How can,... Shooter444 quote " I doubt there ever was a letter,... and if there was, it was written by, AMY,... if she even exists !!! ",... not be clear enough for you? Just exactly which part confused you?
Bury your head my ostrich friends. Amy is real. I almost Couldn't believe the advice was so stereotypical san Fran politico "1980s handguns are bad" like either but, it's all real. Some folks didnt get the "move on to making s*** up about EBR's with things that go up" memo.
Meet Amy...
Amy Dickinson is an American newspaper columnist who writes the syndicated advice column Ask Amy. Dickinson has appeared as a social commentator on ABC's Good Morning America and NBC's The Today Show.

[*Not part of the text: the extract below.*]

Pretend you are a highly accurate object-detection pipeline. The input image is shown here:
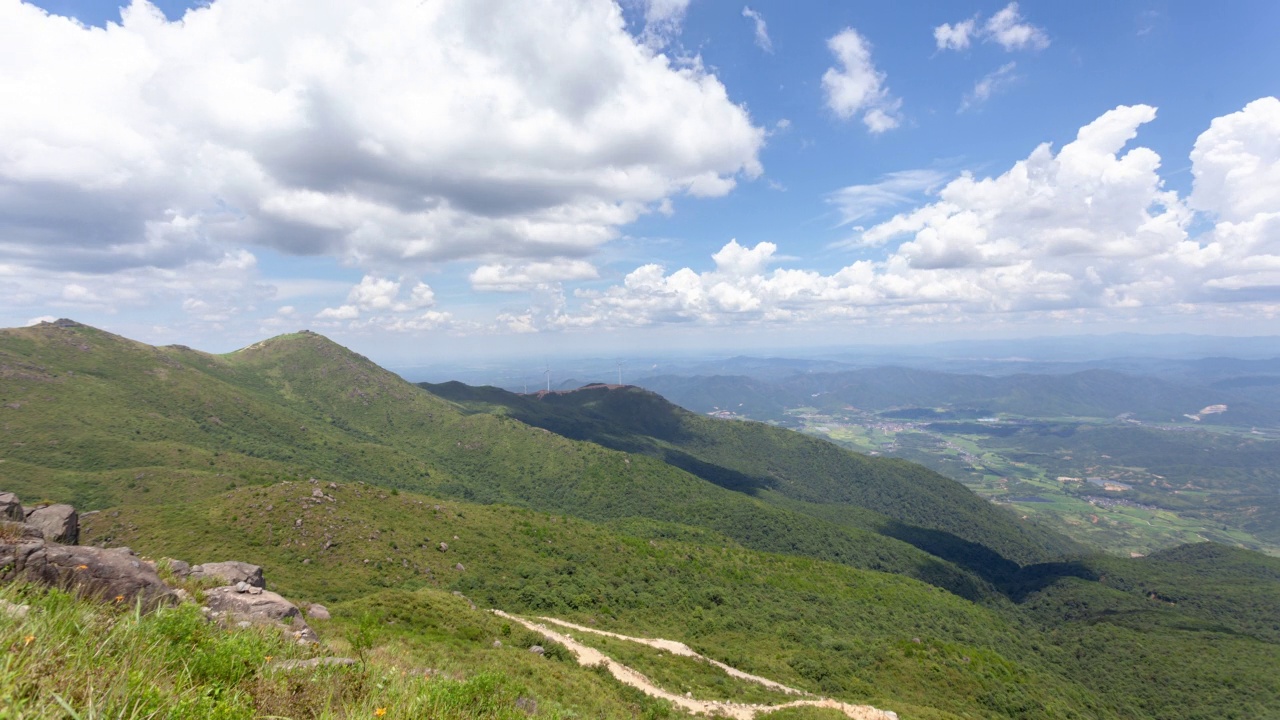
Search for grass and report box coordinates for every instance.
[0,583,672,720]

Dickinson joined Chicago Tribune in July 2003 as the newspaper's signature general advice columnist. “Ask Amy” appears in around 200 newspapers in the U.S. and Canada. Prior to the Tribune, Dickinson wrote a column on parenting for Time Magazine, provided commentary for National Public Radio's “All Things Considered” and to “Sunday Morning” on CBS. She worked as a producer for NBC News in New York and Washington, D.C., and has written for The Washington Post, Esquire, Allure and O magazine, among other publications. Dickinson hails from the Finger Lakes region of New York and is a distant relative of poet Emily Dickinson. She is a graduate of Georgetown University. Dickinson's “Ask Amy” column runs seven days a week. A collection of her columns, titled “Ask Amy: Advice for Better Living,” was published in 2013. Her memoir, “The Mighty Queens of Freeville: A Story of Surprising Second Chances,” is a New York Times best-seller. She is also a panelist on NPR’s popular comedy quiz show, “Wait Wait, Don’t Tell Me.
^^^
That's what they want you to believe. "Amy" is a name invented by Skynet for a hologram.
You suckers will believe anything. Don't you get it? It's all fake news!
(As is this post. "Smithers599" is actually a trollbot, a tool of the Chinese/Mexican/Jewish narcoterrorist conspiracy. He/she/it doesn't really exist.)
Somewhere George Orwell is leaning back in a chair with his feet up enjoying his favorite drink and savoring the refreshing taste of "I told you dumbphucks so" as the feeling of justification washes over him. Better late than never.